Layang-layang
Aku adalah layang-layang, dan kau adalah bocah pemilikku.
Jemari lembutmu kian lincah memasangkan benang ke tubuhku.
Aku selalu bahagia dengan caramu memanjakanku.
Kadang aku berada tak berjarak denganmu. Menempel di
hangatnya punggungmu.
Namun, kadang aku jauh terpisah mengangkasa.
Dari
jauh aku dapat melihat senyummu.

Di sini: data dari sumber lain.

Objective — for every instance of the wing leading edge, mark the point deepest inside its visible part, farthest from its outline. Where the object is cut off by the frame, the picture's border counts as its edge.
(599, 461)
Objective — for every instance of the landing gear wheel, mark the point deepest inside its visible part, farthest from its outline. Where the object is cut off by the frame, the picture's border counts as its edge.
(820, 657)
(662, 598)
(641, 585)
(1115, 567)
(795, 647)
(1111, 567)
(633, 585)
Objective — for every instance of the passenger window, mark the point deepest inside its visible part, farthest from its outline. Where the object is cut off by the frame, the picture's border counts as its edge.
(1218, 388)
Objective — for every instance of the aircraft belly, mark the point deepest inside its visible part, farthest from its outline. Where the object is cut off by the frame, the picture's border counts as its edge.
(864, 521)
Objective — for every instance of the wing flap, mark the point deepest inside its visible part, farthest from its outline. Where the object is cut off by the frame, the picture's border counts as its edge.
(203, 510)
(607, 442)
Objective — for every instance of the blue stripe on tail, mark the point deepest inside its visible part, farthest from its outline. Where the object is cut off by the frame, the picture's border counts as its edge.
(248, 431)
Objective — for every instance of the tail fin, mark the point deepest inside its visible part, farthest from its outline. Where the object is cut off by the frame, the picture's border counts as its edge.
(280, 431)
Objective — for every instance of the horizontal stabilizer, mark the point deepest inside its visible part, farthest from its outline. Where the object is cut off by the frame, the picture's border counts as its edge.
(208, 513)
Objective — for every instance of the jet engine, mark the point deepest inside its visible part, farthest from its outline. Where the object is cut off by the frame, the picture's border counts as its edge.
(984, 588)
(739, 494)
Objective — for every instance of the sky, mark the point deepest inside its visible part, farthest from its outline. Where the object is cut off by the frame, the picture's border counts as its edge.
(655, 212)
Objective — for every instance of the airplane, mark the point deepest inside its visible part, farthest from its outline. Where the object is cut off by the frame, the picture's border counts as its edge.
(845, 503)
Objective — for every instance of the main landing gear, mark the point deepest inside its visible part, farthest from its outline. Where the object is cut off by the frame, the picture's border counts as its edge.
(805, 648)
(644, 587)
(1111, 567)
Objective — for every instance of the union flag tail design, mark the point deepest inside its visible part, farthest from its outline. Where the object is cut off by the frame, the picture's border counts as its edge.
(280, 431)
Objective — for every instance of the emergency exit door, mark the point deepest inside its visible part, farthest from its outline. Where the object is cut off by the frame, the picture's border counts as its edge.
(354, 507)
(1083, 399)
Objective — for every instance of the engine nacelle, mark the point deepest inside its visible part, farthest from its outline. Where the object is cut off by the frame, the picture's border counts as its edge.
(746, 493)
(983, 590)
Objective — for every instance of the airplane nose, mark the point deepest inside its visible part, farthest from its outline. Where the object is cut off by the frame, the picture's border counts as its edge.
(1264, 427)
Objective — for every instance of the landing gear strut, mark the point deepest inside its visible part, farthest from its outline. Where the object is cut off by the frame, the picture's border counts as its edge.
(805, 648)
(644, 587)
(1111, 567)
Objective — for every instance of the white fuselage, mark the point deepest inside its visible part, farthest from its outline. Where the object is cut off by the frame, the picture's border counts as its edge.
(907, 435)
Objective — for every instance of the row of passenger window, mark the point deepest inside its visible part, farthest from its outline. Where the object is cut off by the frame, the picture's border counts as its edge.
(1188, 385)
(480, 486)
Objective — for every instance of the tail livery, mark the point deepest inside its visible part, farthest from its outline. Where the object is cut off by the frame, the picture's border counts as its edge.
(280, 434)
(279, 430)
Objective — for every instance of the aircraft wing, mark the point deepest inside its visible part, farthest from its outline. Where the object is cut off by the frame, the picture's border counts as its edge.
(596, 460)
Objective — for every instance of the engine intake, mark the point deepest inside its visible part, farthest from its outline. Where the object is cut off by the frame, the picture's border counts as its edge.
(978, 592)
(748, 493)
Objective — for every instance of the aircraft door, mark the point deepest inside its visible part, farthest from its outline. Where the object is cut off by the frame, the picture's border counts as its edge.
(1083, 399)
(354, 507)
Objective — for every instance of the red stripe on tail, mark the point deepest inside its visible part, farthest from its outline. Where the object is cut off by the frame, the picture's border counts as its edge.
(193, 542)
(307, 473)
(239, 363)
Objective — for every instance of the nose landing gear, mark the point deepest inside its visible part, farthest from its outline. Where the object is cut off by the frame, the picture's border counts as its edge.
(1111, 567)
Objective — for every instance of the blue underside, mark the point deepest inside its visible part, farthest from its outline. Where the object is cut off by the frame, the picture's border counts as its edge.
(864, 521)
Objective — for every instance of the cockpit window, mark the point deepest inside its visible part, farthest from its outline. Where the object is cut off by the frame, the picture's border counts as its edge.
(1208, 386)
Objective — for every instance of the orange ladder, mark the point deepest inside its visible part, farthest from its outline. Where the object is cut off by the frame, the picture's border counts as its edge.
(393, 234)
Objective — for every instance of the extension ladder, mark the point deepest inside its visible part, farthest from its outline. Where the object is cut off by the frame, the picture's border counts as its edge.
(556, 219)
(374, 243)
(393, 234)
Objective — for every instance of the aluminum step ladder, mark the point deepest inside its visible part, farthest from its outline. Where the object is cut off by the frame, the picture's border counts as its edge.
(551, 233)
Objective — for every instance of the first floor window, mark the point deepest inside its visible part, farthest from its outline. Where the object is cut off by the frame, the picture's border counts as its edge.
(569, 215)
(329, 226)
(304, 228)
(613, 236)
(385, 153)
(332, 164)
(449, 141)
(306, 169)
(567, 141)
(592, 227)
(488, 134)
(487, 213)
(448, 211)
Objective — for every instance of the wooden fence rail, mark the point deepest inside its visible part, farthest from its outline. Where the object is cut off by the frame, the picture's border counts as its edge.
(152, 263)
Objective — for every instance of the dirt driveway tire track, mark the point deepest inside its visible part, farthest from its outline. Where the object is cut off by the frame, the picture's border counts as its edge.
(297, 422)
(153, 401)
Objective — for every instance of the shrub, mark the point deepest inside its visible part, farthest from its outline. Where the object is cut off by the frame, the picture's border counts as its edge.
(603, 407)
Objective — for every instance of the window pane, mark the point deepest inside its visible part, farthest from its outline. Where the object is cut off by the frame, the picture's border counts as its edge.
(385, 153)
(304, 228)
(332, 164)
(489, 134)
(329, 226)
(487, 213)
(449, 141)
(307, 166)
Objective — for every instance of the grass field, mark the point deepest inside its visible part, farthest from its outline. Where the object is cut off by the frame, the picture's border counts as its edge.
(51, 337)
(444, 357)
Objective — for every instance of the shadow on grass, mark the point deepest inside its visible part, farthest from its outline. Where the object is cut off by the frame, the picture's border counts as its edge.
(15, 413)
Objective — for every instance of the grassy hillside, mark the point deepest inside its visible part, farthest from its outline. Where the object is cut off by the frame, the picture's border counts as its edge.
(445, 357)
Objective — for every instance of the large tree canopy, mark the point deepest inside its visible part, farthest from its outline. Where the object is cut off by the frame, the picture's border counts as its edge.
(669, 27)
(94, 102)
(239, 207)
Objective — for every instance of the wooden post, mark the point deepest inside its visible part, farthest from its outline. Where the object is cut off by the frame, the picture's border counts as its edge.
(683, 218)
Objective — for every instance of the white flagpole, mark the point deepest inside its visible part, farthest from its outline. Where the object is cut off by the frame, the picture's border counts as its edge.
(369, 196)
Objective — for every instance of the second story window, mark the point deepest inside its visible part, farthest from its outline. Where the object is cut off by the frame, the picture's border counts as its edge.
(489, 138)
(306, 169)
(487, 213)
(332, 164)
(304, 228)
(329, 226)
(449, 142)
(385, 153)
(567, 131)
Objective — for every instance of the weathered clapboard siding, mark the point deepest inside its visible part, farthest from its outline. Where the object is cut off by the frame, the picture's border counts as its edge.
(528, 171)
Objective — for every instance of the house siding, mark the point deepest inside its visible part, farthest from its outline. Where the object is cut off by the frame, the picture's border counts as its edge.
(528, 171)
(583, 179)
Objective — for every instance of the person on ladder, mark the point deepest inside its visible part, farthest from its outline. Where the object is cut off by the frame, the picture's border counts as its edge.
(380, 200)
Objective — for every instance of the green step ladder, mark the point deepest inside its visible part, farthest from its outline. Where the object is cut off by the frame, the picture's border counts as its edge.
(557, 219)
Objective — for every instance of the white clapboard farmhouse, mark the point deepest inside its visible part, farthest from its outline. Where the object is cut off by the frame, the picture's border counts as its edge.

Rupanya kau lebih bahagia jika aku terbang menjauh.
Tidak sama sekali aku gelisah. sebab ada benda yang
menghubungkan kita, benang cinta.
Aku rasa,
tidak hanya angin yang membuatku melayang.Tapi juga cintamu.
Bagaimana tidak,
hampir setiap hari aku menemanimu dari siang hingga malam menjelang.
Jika beribu jiwa
di sana enggan dimainkan, itu tidak berlaku bagi jiwaku.
Aku sungguh nyaman dengan caramu memainkanku.
Dan
memang itulah satu-satunya cara agar kau tetap menyambut cintaku.
Satu-satunya cara
agar aku dapat tetap bercumbu denganmu.
Di
bentangan cakrawala cinta kita, aku hanya mengabdikan seluruh yang kupunya padamu.
Kau bebas menarikku,
mendekatimu, bahkan menyentuh dan mendekapmu.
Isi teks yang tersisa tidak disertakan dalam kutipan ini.